PADANG – Ada siswa yang jarinya harus diamputasi, ditemukan meninggal di gorong-gorong sekolah, dan siswa yang ditendang hingga meninggal, menjadi gambaran fatal dari intimidasi bullying (perundungan) fisik dan psikis yang dilakukan pelajar kepada teman-temannya awal Februari 2020 ini.
Komisi Perlindungan Anak Indonesia (KPAI) mencatat, dalam kurun waktu sembilan tahun, dari 2011 sampai 2019, ada 37.381 pengaduan.
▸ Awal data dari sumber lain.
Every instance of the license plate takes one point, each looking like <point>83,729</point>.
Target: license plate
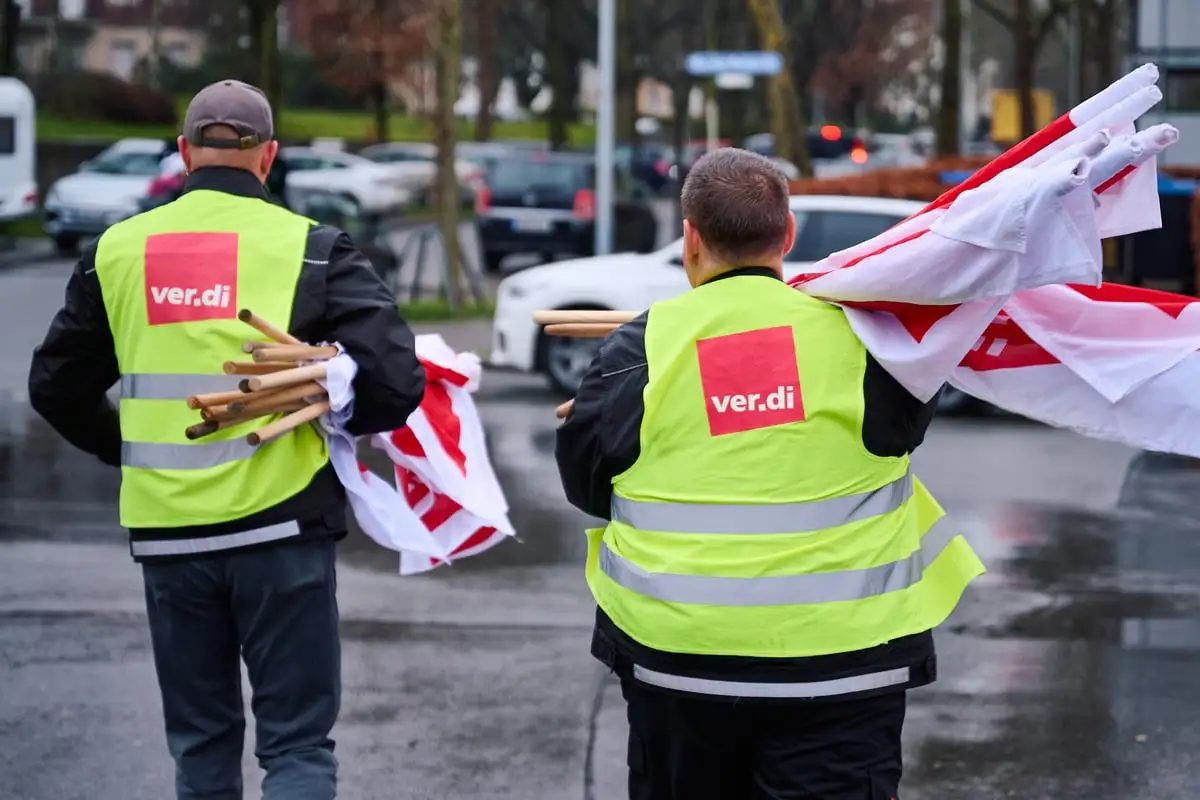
<point>533,226</point>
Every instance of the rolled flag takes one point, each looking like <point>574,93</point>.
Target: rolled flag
<point>441,501</point>
<point>1020,330</point>
<point>441,462</point>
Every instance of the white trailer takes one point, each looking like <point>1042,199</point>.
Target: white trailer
<point>18,163</point>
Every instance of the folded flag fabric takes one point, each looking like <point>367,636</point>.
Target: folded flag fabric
<point>995,287</point>
<point>442,501</point>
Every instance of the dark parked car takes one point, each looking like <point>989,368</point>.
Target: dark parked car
<point>545,203</point>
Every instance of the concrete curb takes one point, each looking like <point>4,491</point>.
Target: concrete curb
<point>25,252</point>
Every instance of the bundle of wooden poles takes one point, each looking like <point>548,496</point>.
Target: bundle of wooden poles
<point>581,324</point>
<point>277,382</point>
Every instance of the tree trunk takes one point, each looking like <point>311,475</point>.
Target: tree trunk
<point>154,58</point>
<point>556,71</point>
<point>627,72</point>
<point>264,48</point>
<point>1105,47</point>
<point>487,74</point>
<point>786,112</point>
<point>379,107</point>
<point>1025,58</point>
<point>948,116</point>
<point>9,26</point>
<point>449,55</point>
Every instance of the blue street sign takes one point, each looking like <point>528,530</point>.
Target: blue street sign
<point>749,62</point>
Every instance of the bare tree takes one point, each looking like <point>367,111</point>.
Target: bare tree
<point>786,115</point>
<point>487,56</point>
<point>366,44</point>
<point>449,56</point>
<point>1029,29</point>
<point>264,47</point>
<point>1098,19</point>
<point>948,116</point>
<point>10,24</point>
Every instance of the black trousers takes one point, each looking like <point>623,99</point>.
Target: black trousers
<point>694,747</point>
<point>276,609</point>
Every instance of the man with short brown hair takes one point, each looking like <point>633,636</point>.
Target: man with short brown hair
<point>237,542</point>
<point>738,204</point>
<point>771,571</point>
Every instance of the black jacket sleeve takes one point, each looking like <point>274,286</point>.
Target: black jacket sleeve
<point>894,422</point>
<point>601,435</point>
<point>363,316</point>
<point>75,367</point>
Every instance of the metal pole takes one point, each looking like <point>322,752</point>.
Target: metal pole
<point>606,49</point>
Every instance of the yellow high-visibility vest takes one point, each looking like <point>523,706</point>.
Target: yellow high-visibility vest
<point>755,522</point>
<point>173,280</point>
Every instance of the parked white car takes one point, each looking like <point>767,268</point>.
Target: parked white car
<point>629,281</point>
<point>102,192</point>
<point>417,163</point>
<point>18,181</point>
<point>373,187</point>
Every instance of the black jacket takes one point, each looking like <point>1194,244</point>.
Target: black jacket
<point>339,298</point>
<point>600,439</point>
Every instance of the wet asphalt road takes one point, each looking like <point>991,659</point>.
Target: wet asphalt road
<point>1068,672</point>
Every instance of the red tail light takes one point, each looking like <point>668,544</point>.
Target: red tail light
<point>483,199</point>
<point>585,205</point>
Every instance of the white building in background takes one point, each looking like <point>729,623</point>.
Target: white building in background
<point>1167,32</point>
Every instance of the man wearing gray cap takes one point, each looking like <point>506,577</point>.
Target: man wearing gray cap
<point>237,542</point>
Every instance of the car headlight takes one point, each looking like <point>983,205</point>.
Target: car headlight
<point>515,290</point>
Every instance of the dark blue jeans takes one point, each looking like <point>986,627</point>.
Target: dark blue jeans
<point>277,609</point>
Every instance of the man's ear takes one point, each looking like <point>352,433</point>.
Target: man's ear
<point>690,240</point>
<point>790,240</point>
<point>185,152</point>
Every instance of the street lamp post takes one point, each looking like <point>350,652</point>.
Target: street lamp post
<point>606,49</point>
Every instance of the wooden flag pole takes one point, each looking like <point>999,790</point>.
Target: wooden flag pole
<point>581,330</point>
<point>289,422</point>
<point>564,316</point>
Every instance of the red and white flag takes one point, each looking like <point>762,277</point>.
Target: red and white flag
<point>995,287</point>
<point>443,501</point>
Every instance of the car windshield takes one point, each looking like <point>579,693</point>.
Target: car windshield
<point>522,175</point>
<point>127,162</point>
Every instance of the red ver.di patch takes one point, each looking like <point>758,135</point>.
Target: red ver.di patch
<point>190,277</point>
<point>750,380</point>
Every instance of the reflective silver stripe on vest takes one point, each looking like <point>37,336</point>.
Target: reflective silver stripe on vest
<point>201,455</point>
<point>739,689</point>
<point>779,590</point>
<point>213,543</point>
<point>159,386</point>
<point>781,518</point>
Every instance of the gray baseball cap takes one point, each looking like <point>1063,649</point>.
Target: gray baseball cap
<point>235,104</point>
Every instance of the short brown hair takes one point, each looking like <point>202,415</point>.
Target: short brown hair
<point>737,200</point>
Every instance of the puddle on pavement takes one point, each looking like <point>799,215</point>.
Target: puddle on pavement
<point>52,492</point>
<point>1107,575</point>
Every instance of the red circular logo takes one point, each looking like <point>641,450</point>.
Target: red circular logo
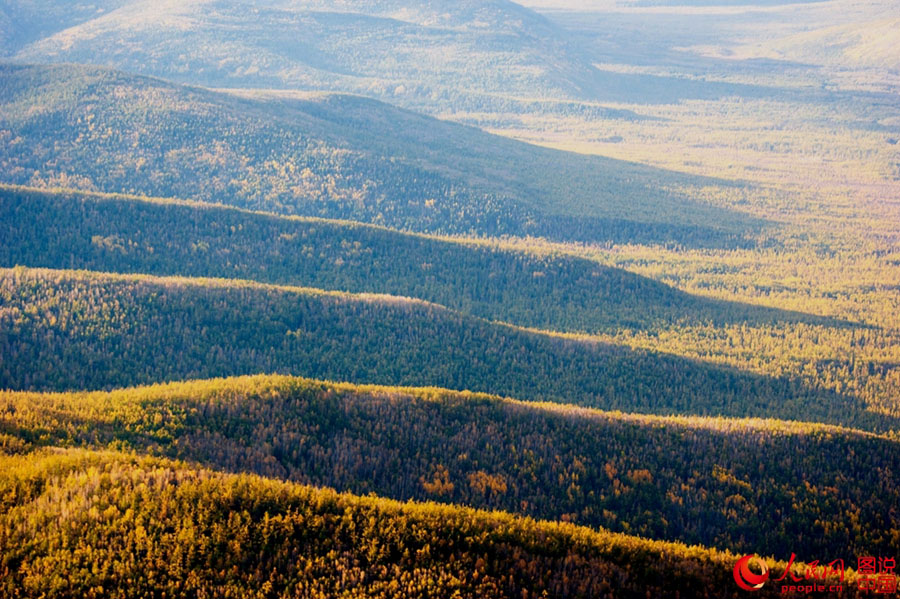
<point>746,579</point>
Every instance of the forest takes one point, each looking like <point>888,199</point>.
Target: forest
<point>109,131</point>
<point>717,482</point>
<point>100,524</point>
<point>67,330</point>
<point>533,299</point>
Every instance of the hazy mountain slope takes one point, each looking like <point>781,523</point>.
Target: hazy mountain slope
<point>393,48</point>
<point>868,44</point>
<point>92,525</point>
<point>336,157</point>
<point>26,21</point>
<point>551,291</point>
<point>69,330</point>
<point>662,478</point>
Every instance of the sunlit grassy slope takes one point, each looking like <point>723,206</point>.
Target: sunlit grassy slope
<point>726,483</point>
<point>82,330</point>
<point>536,288</point>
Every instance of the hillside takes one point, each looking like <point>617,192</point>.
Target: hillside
<point>723,483</point>
<point>73,523</point>
<point>393,48</point>
<point>81,330</point>
<point>536,289</point>
<point>866,44</point>
<point>336,157</point>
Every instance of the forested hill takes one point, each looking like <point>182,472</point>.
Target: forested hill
<point>338,157</point>
<point>726,483</point>
<point>77,330</point>
<point>73,523</point>
<point>532,289</point>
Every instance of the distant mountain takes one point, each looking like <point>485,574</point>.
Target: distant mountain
<point>333,156</point>
<point>81,330</point>
<point>865,44</point>
<point>383,48</point>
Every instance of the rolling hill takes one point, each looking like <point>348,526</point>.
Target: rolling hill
<point>538,289</point>
<point>81,330</point>
<point>336,157</point>
<point>393,48</point>
<point>74,522</point>
<point>723,483</point>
Untuk perundungan, baik di dunia pendidikan maupun media sosial mencapai 2.473 laporan.
“Trennya terus meningkat, Data pengaduan anak kepada KPAI bagai fenomena gunung es. Pada Januari-Februari 2020 ini saja, kita terus setiap hari membaca berita dan menonton fenomena kekerasan anak. Ini tentu menjadi keprihatinan bersama,” kata Komisioner KPAI Bidang Hak Sipil dan Partisipasi Anak; Jasra Putra, Minggu (9/2) pagi.
Menurutnya, kalau melihat skala dampak yang disebabkan dari peristiwa itu, memperlihatkan adanya gangguan perilaku yang dialami anak. Gangguan perilaku perlu diantisipasi sejak awal.
Meski secara fisik dan daya belajar anak baik, bahkan memiliki prestasi, namun ketika menghadapi realitas, anak-anak tidak siap, sehingga terjadi gejolak yang menyebabkan pelemahan mental yang dapat bereaksi agresif seperti perundungan. Umumnya, tegas dia, perundungan adalah perbuatan berulang-ulang yang dilakukan anak.
“Pemicunya banyak, karena kontrol sosial masyarakat yang berubah lebih agresif dan cepat, mudah ditiru oleh anak. Begitu pun represif yang berulang-ulang, seperti tontonan kekerasan, dampak negatif gawai, dan penghakiman media sosial,” katanya.
Jasra menyatakan, meski sudah ada guru, guru konseling, dan orang tua, namun belum berdampak signifikan terhadap usaha memberantas buli dan kekerasan di kalangan remaja atau pelajar.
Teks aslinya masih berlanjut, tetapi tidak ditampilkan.